After a loved one dies, there are numerous situations where families might need copies of the deceased patient’s medical records. For example, records are needed when the family submits a life insurance death claim or if they plan to file any sort of lawsuit related to the patient’s death.

But after a patient dies, HIPAA and state laws can complicate the process of obtaining these records, especially if the patient dies without a will, which is called “intestate.” Given the myriad of state and federal laws related to disclosure of deceased patients’ Protected Health Information (PHI), it is important that healthcare providers and their HIM staff establish a policy for what type of documentation must be provided by a requester in order to disclose their PHI. For example, unless an authorization signed by the deceased patient’s “Personal Representative” is provided, HIPAA prohibits the disclosure of PHI belonging to a deceased patient (decedent).

The person who qualifies as the Personal Representative under HIPAA changes when the patient dies. Durable healthcare powers of attorney, for instance, are revoked upon a patient’s death, meaning that without other documentation, the durable healthcare power of attorney is no longer the decedent’s Personal Representative. Adding to the complexity, while some states have adopted HIPAA’s definition of Personal Representative, many state laws list other people, such as family members, who can be identified as the decedent’s Personal Representative, if there is no will.

Complying with all applicable state and federal laws is certainly essential, but many healthcare providers adopt policies that are even more stringent. While state law may only require a copy of the decedent’s will, healthcare providers in that state may choose to require additional documentation proving executorship, such as Letters Testamentary. In other cases, if a patient died intestate, a hospital may require the person claiming to be the Personal Representative to petition the court to obtain Letters of Administration, a laborious process that can be made even more complicated if the decedent’s spouse, children, or another interested party objects to that appointment.

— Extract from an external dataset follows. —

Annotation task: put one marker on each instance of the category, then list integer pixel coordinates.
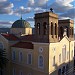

Rest assured, MRO staff who work at our clients’ facilities are trained on how to disclose deceased patients’ PHI according to the applicable federal and state laws and facility policies to ensure legal compliance.

To learn more about how MRO’s highly trained employees protect their clients through their PHI disclosure expertise and support, check out our clients’ experiences.

This is the second of a five-part blog series discussing different legal issues surrounding Release of Information and PHI disclosure management. This blog post is made available by MRO’s privacy and compliance counsel for educational purposes only as well as to give you general information and a general understanding of the law, not to provide specific legal advice. This blog post does not create an attorney-client relationship between the reader and MRO’s privacy and compliance counsel. This blog post should not be used as a substitute for competent legal advice from a licensed professional attorney in your state.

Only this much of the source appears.